Many people deal with neck or back pain, stemming from various causes. A common cause of both is car accidents, as an example.
Even seemingly mild collisions, like the 1.7 million rear-end collisions that happen annually in the U.S. can lead to neck and back injuries and pain.
Other causes of neck and back pain include muscle strains, joints that are worn out, and nerve compression. Some diseases like rheumatoid arthritis can cause neck and back pain too.
When you’re dealing with pain and injuries, you should never workout without first talking to your health care provider, but if they give you the green light, there are exercises you can do that will help you stay in shape and also perhaps reduce your pain at the same time.
Strengthen Your Back and Core
The best thing you can do for your entire body and especially if you have neck and back pain is to strengthen your muscles. In particular, your core muscles are important.
There are low-impact ways you can strengthen your core without putting unnecessary strain on your back or neck.
Some examples of core-strengthening exercises that shouldn’t put too much strain on your neck or back include:
- A hip bridge can help strengthen your core and lower back and may also give you some improvements in mobility. To do a hip bridge, lie on your back on the floor and lift your hips off the ground. Squeeze your bottom as you lift and hold for a few counts if you can.
- The bird dog is a gentle way to build core stability and strength. On the floor, on all fours, have your knees hip-width apart. Then, with your spine flat and your core tight, extend your right leg back behind you and your left arm straight ahead of you. Hold it for a few seconds and repeat on alternating sides.
- A knee to chest movement can help your beck and neck. To do this, simply lie back flat with your knees bent and your feet on the floor. Have your feet hip-width apart and bring one knee to your chest, with your other foot flat. Keep your lower back flat on the floor. Hold your knee toward your chest for around 15 seconds, and lower it. Repeat on the other side.
Getting into a regular yoga practice can be a great option for people who struggle with neck or back pain, injuries, or any kind of chronic pain. Yoga is great not only for your physical health but your mental health as well.
What you do have to think about with yoga, especially if you deal with pain, is that it can take some time to find the right class or style for you.
You want to experiment a bit to find the pace and type of instruction that you feel is best suited to you individually.
There are plenty of gentle styles of yoga that would be well-suited to someone who wanted to stay fit while dealing with an injury or pain.
For example, Hatha yoga is a style that focuses quite a bit on rest and restoration.
Cardio exercise is important for everyone. You should aim to get at least 150 minutes of heart-pumping exercise a week, because it can keep your weight down, help your heart, and reduce blood pressure, among other benefits.

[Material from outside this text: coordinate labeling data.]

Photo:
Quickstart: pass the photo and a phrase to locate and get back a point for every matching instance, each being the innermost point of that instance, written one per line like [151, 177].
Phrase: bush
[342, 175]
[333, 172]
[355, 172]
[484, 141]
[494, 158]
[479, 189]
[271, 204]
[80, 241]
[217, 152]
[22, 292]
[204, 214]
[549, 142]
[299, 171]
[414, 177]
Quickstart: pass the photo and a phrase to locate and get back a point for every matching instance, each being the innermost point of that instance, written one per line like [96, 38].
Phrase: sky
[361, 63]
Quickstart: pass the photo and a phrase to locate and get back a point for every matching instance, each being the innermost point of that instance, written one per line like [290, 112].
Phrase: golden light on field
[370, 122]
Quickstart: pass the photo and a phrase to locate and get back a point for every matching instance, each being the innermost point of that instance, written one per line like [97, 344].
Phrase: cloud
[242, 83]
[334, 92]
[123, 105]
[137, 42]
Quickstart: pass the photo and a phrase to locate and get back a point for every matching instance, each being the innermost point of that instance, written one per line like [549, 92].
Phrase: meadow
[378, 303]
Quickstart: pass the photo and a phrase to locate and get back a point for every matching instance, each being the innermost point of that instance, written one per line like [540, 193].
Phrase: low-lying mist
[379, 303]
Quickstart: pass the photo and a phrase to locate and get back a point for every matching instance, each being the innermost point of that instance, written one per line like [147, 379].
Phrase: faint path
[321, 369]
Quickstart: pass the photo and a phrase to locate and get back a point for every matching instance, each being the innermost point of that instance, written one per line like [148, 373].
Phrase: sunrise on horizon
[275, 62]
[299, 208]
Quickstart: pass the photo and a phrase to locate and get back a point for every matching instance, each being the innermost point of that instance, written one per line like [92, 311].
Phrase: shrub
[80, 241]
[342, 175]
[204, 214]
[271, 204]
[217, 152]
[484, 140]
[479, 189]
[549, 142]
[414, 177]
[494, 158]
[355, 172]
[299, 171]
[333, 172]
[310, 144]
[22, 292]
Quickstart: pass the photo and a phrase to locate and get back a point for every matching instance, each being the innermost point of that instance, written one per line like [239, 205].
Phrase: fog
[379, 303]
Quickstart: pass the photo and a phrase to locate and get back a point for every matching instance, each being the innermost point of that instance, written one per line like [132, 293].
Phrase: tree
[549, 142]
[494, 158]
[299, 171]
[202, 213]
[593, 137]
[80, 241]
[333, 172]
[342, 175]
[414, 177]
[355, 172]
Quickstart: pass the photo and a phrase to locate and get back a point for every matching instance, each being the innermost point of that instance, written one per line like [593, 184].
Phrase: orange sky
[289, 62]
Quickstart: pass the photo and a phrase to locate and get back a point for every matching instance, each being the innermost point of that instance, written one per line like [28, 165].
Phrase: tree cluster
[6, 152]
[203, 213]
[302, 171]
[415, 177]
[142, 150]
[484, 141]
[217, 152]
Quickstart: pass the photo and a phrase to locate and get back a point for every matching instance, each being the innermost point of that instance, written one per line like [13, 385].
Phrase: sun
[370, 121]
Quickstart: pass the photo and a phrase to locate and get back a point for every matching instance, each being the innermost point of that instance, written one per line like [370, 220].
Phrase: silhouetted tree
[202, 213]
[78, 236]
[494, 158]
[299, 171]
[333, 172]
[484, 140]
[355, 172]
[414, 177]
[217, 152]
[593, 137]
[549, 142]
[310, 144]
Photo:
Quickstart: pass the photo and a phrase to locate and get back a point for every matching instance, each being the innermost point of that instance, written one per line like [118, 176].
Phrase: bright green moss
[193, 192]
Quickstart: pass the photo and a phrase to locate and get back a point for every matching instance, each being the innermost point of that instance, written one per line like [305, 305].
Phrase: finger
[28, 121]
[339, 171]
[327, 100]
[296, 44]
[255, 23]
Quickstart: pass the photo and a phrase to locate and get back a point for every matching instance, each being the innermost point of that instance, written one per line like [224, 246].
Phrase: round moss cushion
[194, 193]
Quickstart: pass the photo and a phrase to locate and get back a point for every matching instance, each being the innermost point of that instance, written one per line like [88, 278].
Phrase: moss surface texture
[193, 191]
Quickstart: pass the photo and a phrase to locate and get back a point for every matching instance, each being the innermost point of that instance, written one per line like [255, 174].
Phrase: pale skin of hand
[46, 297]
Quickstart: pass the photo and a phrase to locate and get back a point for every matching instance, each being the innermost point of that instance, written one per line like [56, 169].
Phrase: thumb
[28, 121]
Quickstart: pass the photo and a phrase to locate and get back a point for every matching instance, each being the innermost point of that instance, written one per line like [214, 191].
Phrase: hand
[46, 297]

Even with neck and back pain or potential injuries, there are certain types of cardio you may be able to do, as long as you check with your doctor first.
Swimming is an excellent option because it provides you with that important cardio exercise, and can also help you strengthen muscles, but it’s gentle. If you don’t want to swim, you can try water aerobics.
Certain kinds of dance classes can be a good way to get cardio, as can walking.
Elliptical machines tend to be gentle enough that for most people with neck or back pain, they can be used safely.
As far as more strenuous exercises such as cycling or spinning, this is something to be cautious with at least in the early days of an injury. Stair-climbing machines can be tough for people with back pain, and jogging is high-impact, so again, you might want to avoid it, especially if you’ve been injured recently.
Overall, don’t let an injury or pain stop you from being fit and healthy. As long as your doctor gives you the go-ahead, working out is important to reduce pain and heal from injuries.